Proponents of inkjet printers prefer the simplicity of their technology. The initial cost of the inkjet printer is often cheaper than a laser printer and replacement cartridges appear inexpensive. We would like to offer a word of warning however. The yield, or output, from replacement ink cartridges is usually significantly less than laser toner cartridges. This means that you need to look at the cost per printed page to do a true and fair comparison. Indeed, laser printers are typically much cheaper to run over time if you print high volumes. Whilst text output of inkjet printers is very good, it is their ability to print high quality images and photos that makes them attractive.

On the other side of the argument, laser printers offer much faster and greater printing output. This is because a toner cartridge can print between 2,500 to 10,000 pages before replacement. Laser printing is much faster than inkjet printing because, like a computer, a laser printer has an inbuilt memory enabling the image to be stored and accessed very quickly. This means that a simple page of text takes the same time to print as a complex graphic. Inkjet printers however have to spray each individual pixel meaning that large complex graphics takes a long time to print.
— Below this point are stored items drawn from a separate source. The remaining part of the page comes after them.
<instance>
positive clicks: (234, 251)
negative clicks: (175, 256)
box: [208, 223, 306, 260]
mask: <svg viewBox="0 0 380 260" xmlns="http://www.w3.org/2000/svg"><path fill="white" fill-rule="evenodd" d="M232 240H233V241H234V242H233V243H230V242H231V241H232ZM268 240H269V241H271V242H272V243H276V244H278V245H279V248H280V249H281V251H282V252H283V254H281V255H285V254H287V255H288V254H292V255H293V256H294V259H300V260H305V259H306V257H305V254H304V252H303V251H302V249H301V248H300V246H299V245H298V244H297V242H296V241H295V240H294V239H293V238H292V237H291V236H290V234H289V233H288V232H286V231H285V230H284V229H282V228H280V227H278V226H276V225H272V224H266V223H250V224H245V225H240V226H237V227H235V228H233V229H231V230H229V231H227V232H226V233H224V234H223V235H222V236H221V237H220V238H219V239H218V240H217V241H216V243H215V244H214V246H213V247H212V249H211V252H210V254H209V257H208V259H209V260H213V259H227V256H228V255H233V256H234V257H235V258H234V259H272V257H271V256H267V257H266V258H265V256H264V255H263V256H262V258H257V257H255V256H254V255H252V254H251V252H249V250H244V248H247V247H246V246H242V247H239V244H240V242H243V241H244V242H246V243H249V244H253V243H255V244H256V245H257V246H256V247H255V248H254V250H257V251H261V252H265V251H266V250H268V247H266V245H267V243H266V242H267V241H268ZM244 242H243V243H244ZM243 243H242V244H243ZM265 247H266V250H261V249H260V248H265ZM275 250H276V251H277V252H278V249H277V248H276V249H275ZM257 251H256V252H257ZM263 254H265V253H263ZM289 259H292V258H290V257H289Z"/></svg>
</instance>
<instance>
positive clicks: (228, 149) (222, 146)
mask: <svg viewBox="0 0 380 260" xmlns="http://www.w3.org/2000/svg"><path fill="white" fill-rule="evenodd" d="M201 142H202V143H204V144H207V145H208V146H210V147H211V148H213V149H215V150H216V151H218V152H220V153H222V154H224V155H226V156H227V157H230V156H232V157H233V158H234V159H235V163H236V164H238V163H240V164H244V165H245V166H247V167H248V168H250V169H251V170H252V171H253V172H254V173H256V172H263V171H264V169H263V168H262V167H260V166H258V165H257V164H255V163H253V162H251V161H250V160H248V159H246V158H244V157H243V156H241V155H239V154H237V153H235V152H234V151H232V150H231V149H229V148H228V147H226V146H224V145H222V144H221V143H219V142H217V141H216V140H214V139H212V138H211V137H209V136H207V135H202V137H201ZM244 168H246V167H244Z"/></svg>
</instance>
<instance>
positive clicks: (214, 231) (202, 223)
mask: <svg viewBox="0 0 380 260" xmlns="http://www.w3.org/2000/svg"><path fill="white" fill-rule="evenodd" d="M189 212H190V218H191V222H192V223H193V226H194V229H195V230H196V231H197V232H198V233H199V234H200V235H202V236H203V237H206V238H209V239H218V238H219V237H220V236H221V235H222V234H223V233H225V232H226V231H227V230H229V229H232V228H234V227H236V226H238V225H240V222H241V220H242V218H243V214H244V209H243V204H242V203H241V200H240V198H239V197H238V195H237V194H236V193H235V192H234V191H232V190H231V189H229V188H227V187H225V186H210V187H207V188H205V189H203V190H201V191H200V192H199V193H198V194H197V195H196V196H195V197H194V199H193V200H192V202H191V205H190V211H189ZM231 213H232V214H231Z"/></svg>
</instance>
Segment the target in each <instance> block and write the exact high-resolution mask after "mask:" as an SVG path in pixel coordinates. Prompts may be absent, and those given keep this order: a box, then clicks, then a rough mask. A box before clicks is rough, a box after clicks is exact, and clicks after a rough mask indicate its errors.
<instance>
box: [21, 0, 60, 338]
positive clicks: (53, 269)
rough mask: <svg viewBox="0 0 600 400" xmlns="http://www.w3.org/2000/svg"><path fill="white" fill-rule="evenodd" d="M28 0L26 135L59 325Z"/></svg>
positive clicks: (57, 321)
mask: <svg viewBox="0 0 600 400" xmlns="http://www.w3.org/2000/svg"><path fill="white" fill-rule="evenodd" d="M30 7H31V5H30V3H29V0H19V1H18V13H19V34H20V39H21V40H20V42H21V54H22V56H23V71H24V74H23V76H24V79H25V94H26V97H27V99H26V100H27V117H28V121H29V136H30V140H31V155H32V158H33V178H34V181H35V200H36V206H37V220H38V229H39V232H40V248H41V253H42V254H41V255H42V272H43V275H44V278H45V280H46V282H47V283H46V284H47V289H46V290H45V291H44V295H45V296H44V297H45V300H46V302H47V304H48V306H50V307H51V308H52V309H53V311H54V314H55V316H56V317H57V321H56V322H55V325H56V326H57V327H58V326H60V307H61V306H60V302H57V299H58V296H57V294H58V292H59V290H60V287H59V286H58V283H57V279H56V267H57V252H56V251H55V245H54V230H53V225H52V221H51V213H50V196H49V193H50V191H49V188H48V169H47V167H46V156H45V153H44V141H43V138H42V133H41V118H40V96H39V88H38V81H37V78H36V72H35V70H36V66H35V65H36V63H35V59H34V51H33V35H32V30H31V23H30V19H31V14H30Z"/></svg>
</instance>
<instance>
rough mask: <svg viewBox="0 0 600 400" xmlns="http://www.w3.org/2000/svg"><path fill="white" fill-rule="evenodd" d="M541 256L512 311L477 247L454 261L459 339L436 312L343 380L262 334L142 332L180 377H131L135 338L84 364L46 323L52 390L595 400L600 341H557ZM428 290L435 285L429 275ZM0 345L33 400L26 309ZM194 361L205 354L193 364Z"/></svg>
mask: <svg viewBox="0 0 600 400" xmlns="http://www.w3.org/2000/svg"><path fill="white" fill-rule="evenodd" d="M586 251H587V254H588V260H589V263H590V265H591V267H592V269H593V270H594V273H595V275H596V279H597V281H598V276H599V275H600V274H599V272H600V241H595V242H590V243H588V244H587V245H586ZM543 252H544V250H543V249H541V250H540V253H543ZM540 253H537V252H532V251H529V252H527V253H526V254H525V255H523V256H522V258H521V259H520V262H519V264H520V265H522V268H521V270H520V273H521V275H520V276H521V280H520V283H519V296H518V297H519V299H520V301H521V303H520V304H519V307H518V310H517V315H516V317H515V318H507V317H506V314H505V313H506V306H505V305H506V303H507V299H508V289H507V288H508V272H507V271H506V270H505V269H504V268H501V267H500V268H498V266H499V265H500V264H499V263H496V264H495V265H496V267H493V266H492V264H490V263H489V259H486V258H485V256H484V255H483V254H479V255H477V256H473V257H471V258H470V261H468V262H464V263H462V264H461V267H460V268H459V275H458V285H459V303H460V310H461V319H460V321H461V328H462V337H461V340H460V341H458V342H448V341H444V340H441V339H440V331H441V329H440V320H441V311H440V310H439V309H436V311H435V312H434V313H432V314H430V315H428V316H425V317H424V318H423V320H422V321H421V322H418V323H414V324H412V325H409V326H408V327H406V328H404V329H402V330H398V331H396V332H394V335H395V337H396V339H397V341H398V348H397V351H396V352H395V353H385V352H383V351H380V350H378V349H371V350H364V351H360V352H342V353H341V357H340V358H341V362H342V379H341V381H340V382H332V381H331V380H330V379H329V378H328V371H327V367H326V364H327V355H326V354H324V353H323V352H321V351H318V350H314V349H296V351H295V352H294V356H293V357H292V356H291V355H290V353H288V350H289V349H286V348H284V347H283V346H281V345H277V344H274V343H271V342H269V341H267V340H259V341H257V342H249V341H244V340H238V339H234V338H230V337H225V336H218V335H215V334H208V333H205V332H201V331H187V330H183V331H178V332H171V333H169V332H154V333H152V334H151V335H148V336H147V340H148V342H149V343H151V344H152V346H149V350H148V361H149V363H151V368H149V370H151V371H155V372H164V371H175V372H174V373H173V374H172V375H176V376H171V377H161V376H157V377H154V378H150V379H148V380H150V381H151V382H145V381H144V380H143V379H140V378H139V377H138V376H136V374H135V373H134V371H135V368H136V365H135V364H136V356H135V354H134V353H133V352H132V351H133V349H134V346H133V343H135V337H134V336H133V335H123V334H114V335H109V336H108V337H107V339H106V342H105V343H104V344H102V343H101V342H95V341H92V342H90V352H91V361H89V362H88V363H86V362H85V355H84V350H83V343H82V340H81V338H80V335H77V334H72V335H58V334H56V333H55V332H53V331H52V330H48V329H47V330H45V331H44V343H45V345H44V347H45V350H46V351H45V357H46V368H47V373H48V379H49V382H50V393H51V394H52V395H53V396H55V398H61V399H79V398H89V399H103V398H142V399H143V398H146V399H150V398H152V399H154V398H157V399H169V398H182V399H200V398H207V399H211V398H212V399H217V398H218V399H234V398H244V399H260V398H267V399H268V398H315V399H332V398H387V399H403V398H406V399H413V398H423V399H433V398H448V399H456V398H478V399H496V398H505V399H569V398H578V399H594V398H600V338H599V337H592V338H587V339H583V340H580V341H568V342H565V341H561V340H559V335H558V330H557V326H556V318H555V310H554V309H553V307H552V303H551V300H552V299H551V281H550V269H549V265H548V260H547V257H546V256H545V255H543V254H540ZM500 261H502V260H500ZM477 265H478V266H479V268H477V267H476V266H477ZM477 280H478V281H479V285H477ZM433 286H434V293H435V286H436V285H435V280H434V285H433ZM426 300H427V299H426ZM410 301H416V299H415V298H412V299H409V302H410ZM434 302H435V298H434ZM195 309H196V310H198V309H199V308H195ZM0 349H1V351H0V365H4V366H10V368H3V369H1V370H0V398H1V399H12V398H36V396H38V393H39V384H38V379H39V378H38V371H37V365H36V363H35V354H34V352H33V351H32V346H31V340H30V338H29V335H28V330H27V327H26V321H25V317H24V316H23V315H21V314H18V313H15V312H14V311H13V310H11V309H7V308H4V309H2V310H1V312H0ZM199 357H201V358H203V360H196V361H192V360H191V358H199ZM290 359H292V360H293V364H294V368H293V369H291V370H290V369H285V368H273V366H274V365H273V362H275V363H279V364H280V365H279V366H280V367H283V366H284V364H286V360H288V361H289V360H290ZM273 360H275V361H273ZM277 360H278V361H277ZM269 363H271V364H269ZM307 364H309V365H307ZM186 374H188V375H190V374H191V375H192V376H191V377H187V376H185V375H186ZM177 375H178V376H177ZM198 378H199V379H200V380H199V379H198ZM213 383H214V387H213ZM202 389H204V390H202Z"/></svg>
When you have decided if you are leaning more towards an inkjet printer or a laser printer you then need to consider other issues such as networking ability, paper tray configuration, media portability, memory, paper paths, optional font capabilities etc. There are many websites to help with your decision process.For example, PC magazine have investigated both laser printers and have several articles exploring printers and printer ink cartridges.

These days you can get some very reasonably priced and highly optioned inkjet and laser printers. We recommend that you consider the cost of the actual printer plus the cost of replacement cartridges over the life of your printer. To do this you need to have a good idea of the type and volume of printing you will do. In general, big business and sophisticated small business/home users choose laser printers whilst small business and the average home user is happy with an ink jet printer.